Nick Johnson, a well‑known Ethereum Name Service (ENS) engineer, disclosed a cunning phishing campaign that preyed on weak spots within Google’s backbone, notably a recently patched OAuth flaw.
ENS Lead Developer Reveals Flaw Allowing Phishers to Mimic Official Google Alerts
WRITTEN BY
SHARE
Google’s Guard Down: ENS Engineer Tracks Phishing Exploit
The scheme, according to Johnson’s testimony, kicked off with a persuasive email, seemingly dispatched by an official Google alert, alerting targets to a subpoena demanding their account data. Signed with a genuine DKIM key and originating from Google’s official no-reply domain, the notice sailed past Gmail’s filters and nestled among legitimate alerts.
Johnson observed that its credibility was further lifted by a sites.google.com hyperlink leading to a counterfeit support portal that mirrored Google’s sign‑in page. The developer noted that the ruse leaned on two cracks: Google Sites’ tolerance for arbitrary scripts, which let criminals craft credential‑harvesting pages, and the OAuth weakness.
Attackers registered a fresh domain, opened a Google account, and built an OAuth application whose name duplicated the phishing email’s title. Once a victim granted access, Google automatically generated a security‑alert email—fully signed and legitimate—that the attackers then relayed to their quarry.
Johnson castigated Google for first brushing off the bug as “working as intended,” contending the loophole posed serious peril. The bogus portal’s reliance on sites.google.com further misled users because the trusted domain cloaked hostile intent. Weaknesses in Google’s abuse reporting for Sites deepened the trouble, slowing takedown efforts.
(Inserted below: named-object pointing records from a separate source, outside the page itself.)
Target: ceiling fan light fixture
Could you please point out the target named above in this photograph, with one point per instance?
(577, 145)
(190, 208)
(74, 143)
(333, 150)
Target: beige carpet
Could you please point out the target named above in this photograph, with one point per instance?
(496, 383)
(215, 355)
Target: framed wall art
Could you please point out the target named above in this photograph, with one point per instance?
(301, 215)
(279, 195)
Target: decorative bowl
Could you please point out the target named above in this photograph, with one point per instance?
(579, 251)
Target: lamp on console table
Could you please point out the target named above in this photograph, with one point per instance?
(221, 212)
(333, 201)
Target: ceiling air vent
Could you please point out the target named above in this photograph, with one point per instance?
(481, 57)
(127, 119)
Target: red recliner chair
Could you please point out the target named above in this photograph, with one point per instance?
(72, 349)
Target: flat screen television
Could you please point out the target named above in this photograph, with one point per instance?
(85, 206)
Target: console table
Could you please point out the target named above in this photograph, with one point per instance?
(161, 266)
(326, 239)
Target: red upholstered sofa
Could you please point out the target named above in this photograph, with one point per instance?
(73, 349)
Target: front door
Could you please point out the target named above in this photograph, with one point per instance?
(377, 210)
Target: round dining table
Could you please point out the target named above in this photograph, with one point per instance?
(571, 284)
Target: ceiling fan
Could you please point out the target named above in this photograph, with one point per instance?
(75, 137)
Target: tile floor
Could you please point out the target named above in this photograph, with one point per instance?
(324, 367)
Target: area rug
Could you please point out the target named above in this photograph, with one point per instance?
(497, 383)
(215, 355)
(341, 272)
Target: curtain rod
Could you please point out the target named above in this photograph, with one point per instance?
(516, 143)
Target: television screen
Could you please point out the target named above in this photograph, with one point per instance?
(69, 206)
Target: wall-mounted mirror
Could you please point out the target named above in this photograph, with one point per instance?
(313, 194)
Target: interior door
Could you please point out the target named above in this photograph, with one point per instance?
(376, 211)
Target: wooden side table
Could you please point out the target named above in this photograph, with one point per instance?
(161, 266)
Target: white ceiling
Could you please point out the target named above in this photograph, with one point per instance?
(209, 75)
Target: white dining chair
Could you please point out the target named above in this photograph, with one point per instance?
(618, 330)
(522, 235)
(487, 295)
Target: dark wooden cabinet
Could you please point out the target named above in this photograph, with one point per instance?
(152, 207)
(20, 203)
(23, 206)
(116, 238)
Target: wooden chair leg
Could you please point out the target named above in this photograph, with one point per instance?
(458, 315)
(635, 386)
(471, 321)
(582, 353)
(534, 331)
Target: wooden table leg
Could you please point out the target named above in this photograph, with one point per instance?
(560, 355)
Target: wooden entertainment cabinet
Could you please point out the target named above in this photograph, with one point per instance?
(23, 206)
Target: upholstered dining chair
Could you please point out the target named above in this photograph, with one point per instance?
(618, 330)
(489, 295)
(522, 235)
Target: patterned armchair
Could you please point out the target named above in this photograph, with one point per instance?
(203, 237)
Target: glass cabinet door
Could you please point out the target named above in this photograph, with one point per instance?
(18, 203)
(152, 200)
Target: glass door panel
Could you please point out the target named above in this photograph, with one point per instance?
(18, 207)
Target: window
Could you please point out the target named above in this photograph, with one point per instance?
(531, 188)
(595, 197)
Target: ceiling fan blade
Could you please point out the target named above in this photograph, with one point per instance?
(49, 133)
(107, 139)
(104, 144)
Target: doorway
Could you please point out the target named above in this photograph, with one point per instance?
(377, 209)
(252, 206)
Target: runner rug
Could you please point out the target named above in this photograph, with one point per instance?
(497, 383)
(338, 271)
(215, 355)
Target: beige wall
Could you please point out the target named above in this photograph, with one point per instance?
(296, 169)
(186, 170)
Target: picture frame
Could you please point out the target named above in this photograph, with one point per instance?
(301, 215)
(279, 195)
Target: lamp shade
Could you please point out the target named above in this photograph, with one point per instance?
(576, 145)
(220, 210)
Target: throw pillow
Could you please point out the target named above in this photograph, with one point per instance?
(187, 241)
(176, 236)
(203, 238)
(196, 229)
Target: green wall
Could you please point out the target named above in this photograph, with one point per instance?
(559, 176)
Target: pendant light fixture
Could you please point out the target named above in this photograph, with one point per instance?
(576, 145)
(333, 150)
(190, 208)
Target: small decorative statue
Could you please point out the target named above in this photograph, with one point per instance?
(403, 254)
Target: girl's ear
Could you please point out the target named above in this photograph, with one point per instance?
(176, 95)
After public pressure mounted, Google pivoted and acknowledged the problem. Johnson later confirmed the tech firm plans to remedy the OAuth defect. The episode illuminates phishing’s growing finesse, exploiting revered platforms to slip past defenses.
Security specialists plead vigilance, urging users to question unexpected legal correspondence and double‑check URLs before typing credentials. Google has not yet issued a public statement on the flaw or its repair schedule. The case exposes the wider struggle against phishing as adversaries increasingly weaponize reputable services.